Playing around: Communities keep kids busy with educational, active schedules

Posted: Tuesday, June 18, 2002

Children race through the Kenai Recreation Center gym, tossing foam balls back and forth, sliding to their knees when struck and cheering one another on with gleeful laughter and echoing shouts.

"Somebody get Justin," shout the college-age supervisors monitoring -- and playing in -- the game.

Justin Herrmann, sweating in his jeans and white U.S. flag T-shirt, tears up the gym, speeding from one end of the gym to the other, catching the foam balls that come his way and striking others with the balls to "get them out."

The game is "Ruler of the World," a dodgeball-meets-freeze-tag sort of game with complex rules and a muscle-challenging aerobic workout.

"I love playing 'Ruler of the World,'" Justin smiles, taking a brief break. He also enjoys playing hockey and taking field trips with the summer recreation program.

The Kenai Parks and Recreation summer day camp offers two sessions for children each day. Kids ages 5 to 8 play gym games, create arts and crafts and share snacks in the morning sessions, while those ages 9 to 13 come in the afternoon.

The activities are chaperoned by college students home for the summer.

"We have gym time, usually playing games they suggest," said rec leader Tamanika Haynes. "And we try to do really unique arts and crafts, stuff they haven't done before, stuff they can take home and keep."

The kids also have occasional field trips, such as ventures to the bowling alley or area parks.

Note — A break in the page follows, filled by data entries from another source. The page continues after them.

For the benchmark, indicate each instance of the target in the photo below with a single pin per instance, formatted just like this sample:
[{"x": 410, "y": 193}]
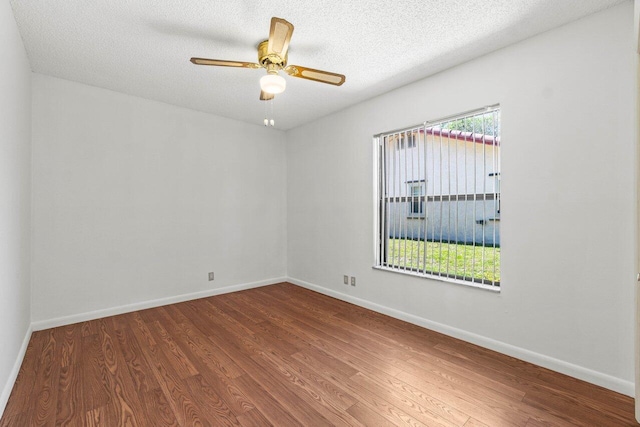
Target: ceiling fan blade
[
  {"x": 264, "y": 96},
  {"x": 315, "y": 75},
  {"x": 223, "y": 63},
  {"x": 279, "y": 37}
]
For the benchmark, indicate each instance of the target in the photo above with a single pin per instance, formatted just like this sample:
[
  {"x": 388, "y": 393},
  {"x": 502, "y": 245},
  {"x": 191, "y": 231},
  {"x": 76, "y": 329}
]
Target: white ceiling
[{"x": 142, "y": 47}]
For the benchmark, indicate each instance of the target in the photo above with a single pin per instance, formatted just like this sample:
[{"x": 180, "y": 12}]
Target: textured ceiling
[{"x": 142, "y": 47}]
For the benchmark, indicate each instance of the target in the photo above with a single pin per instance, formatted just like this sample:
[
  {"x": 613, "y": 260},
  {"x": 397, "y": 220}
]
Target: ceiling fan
[{"x": 272, "y": 55}]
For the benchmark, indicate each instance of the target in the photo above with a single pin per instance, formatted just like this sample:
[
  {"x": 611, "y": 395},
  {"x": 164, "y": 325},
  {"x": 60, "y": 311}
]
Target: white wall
[
  {"x": 568, "y": 201},
  {"x": 15, "y": 200},
  {"x": 136, "y": 201}
]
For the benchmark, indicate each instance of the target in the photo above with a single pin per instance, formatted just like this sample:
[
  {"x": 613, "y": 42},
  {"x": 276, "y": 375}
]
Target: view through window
[{"x": 439, "y": 199}]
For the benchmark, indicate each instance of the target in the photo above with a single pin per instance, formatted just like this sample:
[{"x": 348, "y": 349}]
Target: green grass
[{"x": 464, "y": 261}]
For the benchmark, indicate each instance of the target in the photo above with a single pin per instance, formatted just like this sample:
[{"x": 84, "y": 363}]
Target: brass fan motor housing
[{"x": 264, "y": 58}]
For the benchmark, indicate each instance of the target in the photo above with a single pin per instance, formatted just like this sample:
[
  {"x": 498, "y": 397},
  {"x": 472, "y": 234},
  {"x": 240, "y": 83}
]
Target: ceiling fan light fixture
[{"x": 273, "y": 83}]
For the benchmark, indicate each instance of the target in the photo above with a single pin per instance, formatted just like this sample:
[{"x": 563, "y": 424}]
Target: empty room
[{"x": 291, "y": 213}]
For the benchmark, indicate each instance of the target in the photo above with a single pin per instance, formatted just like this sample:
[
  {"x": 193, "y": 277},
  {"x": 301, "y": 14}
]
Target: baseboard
[
  {"x": 97, "y": 314},
  {"x": 13, "y": 375},
  {"x": 582, "y": 373}
]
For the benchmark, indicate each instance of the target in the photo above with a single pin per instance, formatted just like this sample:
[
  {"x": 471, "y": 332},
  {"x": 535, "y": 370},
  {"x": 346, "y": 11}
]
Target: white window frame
[{"x": 491, "y": 217}]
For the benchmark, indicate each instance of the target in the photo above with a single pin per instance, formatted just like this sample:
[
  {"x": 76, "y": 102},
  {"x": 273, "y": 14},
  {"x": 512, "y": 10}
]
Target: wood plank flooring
[{"x": 284, "y": 356}]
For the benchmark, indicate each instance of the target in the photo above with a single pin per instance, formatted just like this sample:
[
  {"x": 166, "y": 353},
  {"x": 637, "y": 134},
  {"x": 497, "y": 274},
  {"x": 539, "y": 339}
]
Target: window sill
[{"x": 476, "y": 285}]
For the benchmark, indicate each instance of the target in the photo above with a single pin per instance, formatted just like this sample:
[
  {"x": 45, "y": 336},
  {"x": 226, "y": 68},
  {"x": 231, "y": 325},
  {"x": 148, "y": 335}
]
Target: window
[
  {"x": 406, "y": 140},
  {"x": 438, "y": 199},
  {"x": 416, "y": 204}
]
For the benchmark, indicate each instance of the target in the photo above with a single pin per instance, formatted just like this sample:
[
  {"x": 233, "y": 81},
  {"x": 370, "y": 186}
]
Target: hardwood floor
[{"x": 283, "y": 355}]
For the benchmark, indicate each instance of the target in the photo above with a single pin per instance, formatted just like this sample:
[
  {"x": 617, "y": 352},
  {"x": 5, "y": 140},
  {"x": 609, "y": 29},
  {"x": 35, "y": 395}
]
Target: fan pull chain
[{"x": 268, "y": 111}]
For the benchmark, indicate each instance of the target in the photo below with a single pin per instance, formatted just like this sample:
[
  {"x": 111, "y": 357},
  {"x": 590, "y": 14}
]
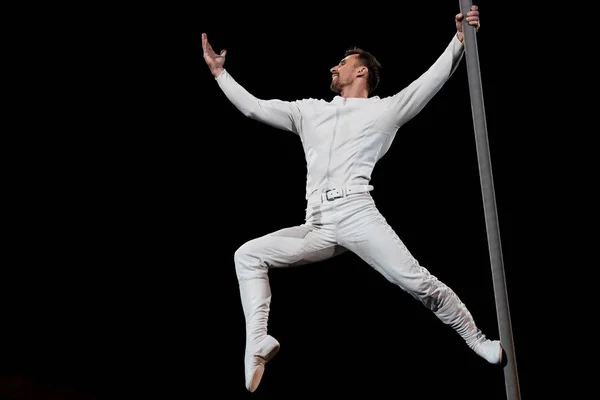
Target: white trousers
[{"x": 352, "y": 223}]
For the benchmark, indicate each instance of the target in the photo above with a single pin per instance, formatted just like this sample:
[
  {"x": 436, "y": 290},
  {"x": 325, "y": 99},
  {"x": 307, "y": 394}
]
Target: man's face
[{"x": 343, "y": 74}]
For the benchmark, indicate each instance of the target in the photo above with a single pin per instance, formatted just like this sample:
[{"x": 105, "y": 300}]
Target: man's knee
[{"x": 247, "y": 260}]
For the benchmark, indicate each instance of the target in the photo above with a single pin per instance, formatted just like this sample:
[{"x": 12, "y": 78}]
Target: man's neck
[{"x": 350, "y": 92}]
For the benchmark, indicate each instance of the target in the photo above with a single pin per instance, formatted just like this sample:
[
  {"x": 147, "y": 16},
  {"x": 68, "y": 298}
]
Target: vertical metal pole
[{"x": 489, "y": 203}]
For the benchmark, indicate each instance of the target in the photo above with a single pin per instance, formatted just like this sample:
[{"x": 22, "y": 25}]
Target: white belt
[{"x": 338, "y": 192}]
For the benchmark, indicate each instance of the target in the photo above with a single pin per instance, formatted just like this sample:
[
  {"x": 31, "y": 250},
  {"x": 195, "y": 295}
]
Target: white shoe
[
  {"x": 256, "y": 359},
  {"x": 491, "y": 350}
]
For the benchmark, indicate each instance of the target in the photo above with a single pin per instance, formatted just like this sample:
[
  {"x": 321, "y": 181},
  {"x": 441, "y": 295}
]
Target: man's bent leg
[
  {"x": 287, "y": 247},
  {"x": 378, "y": 245}
]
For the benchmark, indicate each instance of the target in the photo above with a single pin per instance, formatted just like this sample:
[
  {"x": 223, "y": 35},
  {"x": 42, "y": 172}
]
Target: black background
[{"x": 141, "y": 180}]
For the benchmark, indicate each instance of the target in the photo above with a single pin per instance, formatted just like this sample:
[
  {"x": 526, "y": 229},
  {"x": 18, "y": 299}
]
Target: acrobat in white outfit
[{"x": 343, "y": 139}]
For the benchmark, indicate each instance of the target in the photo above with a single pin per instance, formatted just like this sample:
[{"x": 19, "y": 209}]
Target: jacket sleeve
[
  {"x": 413, "y": 98},
  {"x": 284, "y": 115}
]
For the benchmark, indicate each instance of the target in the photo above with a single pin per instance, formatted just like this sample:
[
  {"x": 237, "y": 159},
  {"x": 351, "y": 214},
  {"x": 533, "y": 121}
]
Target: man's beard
[{"x": 335, "y": 86}]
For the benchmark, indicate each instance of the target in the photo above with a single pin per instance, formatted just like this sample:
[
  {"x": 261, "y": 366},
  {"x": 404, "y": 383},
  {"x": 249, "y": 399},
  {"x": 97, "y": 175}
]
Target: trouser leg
[
  {"x": 287, "y": 247},
  {"x": 372, "y": 239}
]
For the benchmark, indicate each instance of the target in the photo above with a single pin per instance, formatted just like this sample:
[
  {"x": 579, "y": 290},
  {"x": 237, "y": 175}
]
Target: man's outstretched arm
[
  {"x": 277, "y": 113},
  {"x": 413, "y": 98}
]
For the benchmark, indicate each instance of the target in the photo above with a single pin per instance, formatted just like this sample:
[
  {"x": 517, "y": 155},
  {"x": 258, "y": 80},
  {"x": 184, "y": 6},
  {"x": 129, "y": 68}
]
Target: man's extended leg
[
  {"x": 371, "y": 238},
  {"x": 287, "y": 247}
]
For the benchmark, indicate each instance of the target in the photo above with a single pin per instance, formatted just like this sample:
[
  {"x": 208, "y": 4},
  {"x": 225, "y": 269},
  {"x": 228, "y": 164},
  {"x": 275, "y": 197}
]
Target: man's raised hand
[{"x": 214, "y": 61}]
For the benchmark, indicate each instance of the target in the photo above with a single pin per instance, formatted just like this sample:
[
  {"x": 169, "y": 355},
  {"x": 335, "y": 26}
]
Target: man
[{"x": 342, "y": 140}]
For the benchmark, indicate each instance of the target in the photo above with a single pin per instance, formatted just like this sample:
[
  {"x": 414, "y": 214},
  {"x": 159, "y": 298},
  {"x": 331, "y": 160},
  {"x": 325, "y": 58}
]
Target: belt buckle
[{"x": 335, "y": 194}]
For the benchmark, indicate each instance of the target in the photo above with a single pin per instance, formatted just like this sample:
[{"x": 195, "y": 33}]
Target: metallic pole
[{"x": 489, "y": 202}]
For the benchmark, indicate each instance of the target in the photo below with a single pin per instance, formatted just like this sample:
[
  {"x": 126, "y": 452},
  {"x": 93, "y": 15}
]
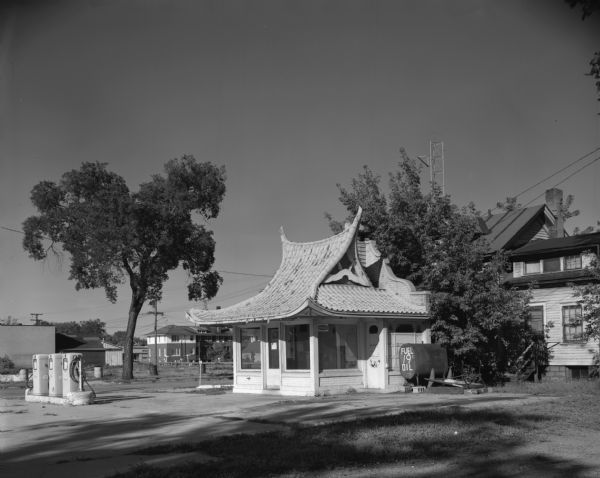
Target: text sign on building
[{"x": 407, "y": 361}]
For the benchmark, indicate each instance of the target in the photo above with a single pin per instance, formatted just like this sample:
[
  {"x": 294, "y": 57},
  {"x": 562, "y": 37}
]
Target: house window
[
  {"x": 552, "y": 265},
  {"x": 572, "y": 323},
  {"x": 532, "y": 267},
  {"x": 338, "y": 347},
  {"x": 573, "y": 262},
  {"x": 536, "y": 319},
  {"x": 250, "y": 348},
  {"x": 297, "y": 347}
]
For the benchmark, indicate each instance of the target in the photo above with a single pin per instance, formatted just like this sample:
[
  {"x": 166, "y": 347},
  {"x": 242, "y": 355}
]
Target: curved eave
[
  {"x": 310, "y": 306},
  {"x": 365, "y": 314}
]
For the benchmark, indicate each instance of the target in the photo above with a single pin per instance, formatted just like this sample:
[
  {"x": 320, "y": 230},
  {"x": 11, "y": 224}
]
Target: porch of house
[{"x": 308, "y": 356}]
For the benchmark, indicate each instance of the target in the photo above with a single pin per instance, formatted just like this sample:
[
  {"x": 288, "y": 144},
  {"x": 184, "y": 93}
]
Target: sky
[{"x": 292, "y": 97}]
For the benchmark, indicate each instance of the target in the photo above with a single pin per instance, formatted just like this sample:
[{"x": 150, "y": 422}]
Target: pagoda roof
[{"x": 310, "y": 276}]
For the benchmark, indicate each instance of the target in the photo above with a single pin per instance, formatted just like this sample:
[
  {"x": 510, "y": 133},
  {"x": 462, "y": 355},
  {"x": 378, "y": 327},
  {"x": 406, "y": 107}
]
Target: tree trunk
[{"x": 137, "y": 301}]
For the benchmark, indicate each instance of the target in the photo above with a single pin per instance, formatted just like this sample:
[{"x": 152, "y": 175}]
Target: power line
[
  {"x": 246, "y": 274},
  {"x": 558, "y": 172},
  {"x": 581, "y": 158},
  {"x": 12, "y": 230},
  {"x": 568, "y": 177}
]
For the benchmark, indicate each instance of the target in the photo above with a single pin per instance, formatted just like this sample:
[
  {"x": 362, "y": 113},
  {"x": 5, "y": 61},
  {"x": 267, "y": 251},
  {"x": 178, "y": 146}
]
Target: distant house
[
  {"x": 20, "y": 342},
  {"x": 543, "y": 255},
  {"x": 332, "y": 318},
  {"x": 95, "y": 352},
  {"x": 180, "y": 343},
  {"x": 552, "y": 265},
  {"x": 510, "y": 230}
]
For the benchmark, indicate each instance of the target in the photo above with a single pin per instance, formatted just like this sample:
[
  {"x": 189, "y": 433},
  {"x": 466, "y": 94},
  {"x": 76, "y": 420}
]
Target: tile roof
[
  {"x": 355, "y": 298},
  {"x": 295, "y": 286},
  {"x": 303, "y": 266},
  {"x": 505, "y": 226}
]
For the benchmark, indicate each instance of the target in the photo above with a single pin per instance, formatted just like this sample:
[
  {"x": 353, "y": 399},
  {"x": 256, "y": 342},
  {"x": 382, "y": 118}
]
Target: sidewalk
[{"x": 51, "y": 441}]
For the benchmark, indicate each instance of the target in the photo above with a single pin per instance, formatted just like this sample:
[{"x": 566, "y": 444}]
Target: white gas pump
[
  {"x": 40, "y": 374},
  {"x": 55, "y": 375},
  {"x": 72, "y": 367}
]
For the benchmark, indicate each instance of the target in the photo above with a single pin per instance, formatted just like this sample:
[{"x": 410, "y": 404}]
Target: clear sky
[{"x": 292, "y": 97}]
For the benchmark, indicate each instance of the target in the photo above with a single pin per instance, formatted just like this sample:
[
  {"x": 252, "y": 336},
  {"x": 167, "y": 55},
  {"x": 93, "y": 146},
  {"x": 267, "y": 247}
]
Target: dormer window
[
  {"x": 533, "y": 267},
  {"x": 573, "y": 262},
  {"x": 552, "y": 265}
]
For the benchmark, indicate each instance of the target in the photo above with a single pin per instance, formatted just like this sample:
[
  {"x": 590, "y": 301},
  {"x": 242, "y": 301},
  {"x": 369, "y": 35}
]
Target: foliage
[
  {"x": 439, "y": 247},
  {"x": 587, "y": 8},
  {"x": 113, "y": 235},
  {"x": 589, "y": 298},
  {"x": 120, "y": 336},
  {"x": 6, "y": 364}
]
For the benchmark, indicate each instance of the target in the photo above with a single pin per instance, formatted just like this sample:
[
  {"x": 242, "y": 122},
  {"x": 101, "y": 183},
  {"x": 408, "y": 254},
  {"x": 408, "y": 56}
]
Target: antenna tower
[{"x": 437, "y": 170}]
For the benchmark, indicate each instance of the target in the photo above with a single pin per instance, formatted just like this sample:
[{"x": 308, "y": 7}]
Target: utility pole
[{"x": 156, "y": 313}]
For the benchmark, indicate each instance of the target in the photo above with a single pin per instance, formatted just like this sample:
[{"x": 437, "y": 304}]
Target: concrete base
[
  {"x": 72, "y": 398},
  {"x": 204, "y": 387}
]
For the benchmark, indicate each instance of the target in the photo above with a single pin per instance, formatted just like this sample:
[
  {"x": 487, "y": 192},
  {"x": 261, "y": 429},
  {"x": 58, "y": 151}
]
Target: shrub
[{"x": 6, "y": 364}]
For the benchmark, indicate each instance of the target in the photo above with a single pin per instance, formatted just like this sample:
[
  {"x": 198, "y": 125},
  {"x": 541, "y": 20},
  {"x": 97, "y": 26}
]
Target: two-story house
[
  {"x": 178, "y": 343},
  {"x": 552, "y": 266}
]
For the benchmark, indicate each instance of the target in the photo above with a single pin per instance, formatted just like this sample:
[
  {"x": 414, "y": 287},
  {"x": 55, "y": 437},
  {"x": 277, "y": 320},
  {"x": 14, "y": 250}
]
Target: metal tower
[{"x": 435, "y": 163}]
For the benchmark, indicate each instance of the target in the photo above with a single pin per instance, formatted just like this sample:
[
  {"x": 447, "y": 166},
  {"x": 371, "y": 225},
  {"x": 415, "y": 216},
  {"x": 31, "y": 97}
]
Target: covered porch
[{"x": 332, "y": 320}]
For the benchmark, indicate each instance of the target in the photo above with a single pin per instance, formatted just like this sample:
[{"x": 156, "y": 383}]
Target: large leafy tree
[
  {"x": 589, "y": 298},
  {"x": 440, "y": 247},
  {"x": 113, "y": 235},
  {"x": 588, "y": 7}
]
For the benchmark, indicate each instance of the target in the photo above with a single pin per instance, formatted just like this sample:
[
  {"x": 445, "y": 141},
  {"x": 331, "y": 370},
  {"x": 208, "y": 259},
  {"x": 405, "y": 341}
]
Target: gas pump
[
  {"x": 40, "y": 374},
  {"x": 72, "y": 370},
  {"x": 55, "y": 375}
]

In Soldotna, children also spent Monday running, playing, creating and learning.

The Boys and Girls Club After the Bell summer clubhouse at Soldotna Elementary School offers education and recreation all in one.

From learning to speak Russian to miniature golfing to gardening, the After the Bell program gives children a sea of choices to sail through the summer.

"I like when we do arts and crafts, or when we play outside and stuff," said 10-year-old Jasmine Woodland.

Eddie Darian and Jeff Pindras, both 11, said they most enjoy swimming at the Skyview pool on Fridays.

"I also like the Russian," Jeff added. "I already knew some, but I figured I might as well get some more information."

But the best part, the three said, is choosing what to do each day.

The day camp is built on mini-courses. Each week, the staff offers new activity groups, and children sign up for the ones that interest them. Morning classes tend toward education, including topics such as reading, sign language and foreign languages. In the afternoon, classes are more activity-oriented, including team sports, gardening and other hands-on activities.

Giving the children the power of choice is the key, said director Tammy Hanley.

"They may not being doing their most favorite thing, but because they had a choice, they're happy," she said.

"It's pretty cool," said Jeff. "It's fun to choose something and if you don't like the first thing, you can try another."

The After the Bell summer clubhouse runs all day through the summer. About 130 kids are registered for the program and show up on a casual basis. The staff is prepared for about 100 a day, though they usually see fewer.

The Kenai summer recreation program serves fewer children and has seen a drop in registration this summer due to fees. The program was free in the past, but now costs $120 for one child, and another $100 for each additional child in a family. Registration for the program is open throughout the summer.